Students adopt Thoreau’s ideas of simplicity
April 17, 2017
“I learned this, at least, by my experiment: that if one advances confidently in the direction of his dreams, and endeavors to live the life which he has imagined, he will meet with a success unexpected in common hours,” Henry David Thoreau once said.
How much time do you let slip away? How many hours do you spend staring at a screen? Are you conscious of your resources? And, perhaps the most important question of all: what could you accomplish if you spent that time differently?
These questions are explored by an English assignment developed eight years ago by English teacher Rebecca Hayden. The Transcendentalist Project requires students to give up an aspect of their life they take for granted and replace it with a productive exercise of the mind or body, such as meditation, running, art or yoga.
Inspired by the ideas of Henry David Thoreau, Hayden said she created the assignment with the goal of motivating students to closely consider their lives and relate them to Thoreau’s ideas of self-improvement.
“When I first did this project it was just around the time when both cell phone and internet use were really starting to explode in both the teen and the adult population,” Hayden said. “I thought it might be interesting to try to take Thoreau at his word and try to simplify our lives in some way so that we could focus on things that are more essential: creativity, thought and reflection.”
Although Hayden no longer teaches American Literature, the project lives on through junior teachers who continue to assign it, such as Rob Primmer and Alisa Dondero.
There has been a wide range of choices over the years for the project. For instance, according to Hayden, past students have given up junk food for baking and driving for walking.
The second part of the project includes being constructive and productive. Hayden said that popular choices include practicing yoga or taking up an artform, such as drawing, painting, sculpting or baking.
Junior Alec Shiman, who participated in the project, committed to limited technology use and made an effort to improve his self reflection.
“I gave up my phone and computer for a week,” Shiman said. “I replaced it with doing reflections of how my day went and what I thought of activities I did that day.”
Junior Kaela Flashman chose to give up Instagram and replaced it with running.

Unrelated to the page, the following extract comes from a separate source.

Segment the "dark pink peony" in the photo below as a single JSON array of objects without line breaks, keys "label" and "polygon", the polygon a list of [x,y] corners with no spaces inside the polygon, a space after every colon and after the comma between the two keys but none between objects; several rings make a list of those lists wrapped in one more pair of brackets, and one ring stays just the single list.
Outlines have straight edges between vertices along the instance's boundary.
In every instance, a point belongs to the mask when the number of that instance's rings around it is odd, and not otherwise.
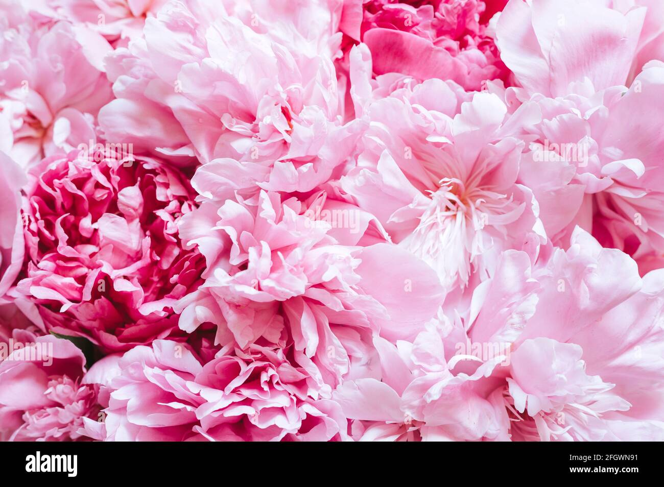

At the end of the project, she was surprised at how difficult it had been to change her habits.
“It was so hard for me,” Flashman said. “I thought that it wouldn’t be that hard, because it was just one app, and I don’t need one app in my life, but it showed that I really used it a lot.”
Flashman said that she learned a lot from this project, both about society and herself.
“As a society we need to kind of be more present, in the moment and try to be less dependent on apps and try to talk to people in person,” Flashman said.
According to Dondero, the project aims to give students the chance to actually practice what they learn about in the classroom, which is one of the best ways to teach.
“Thoreau, Emerson, Fuller, Whitman, they talk a big game, but I think it makes a lot more sense for students at a really concrete level to actually put into practice what those people are preaching,” Dondero said. “This project requires that they do that.”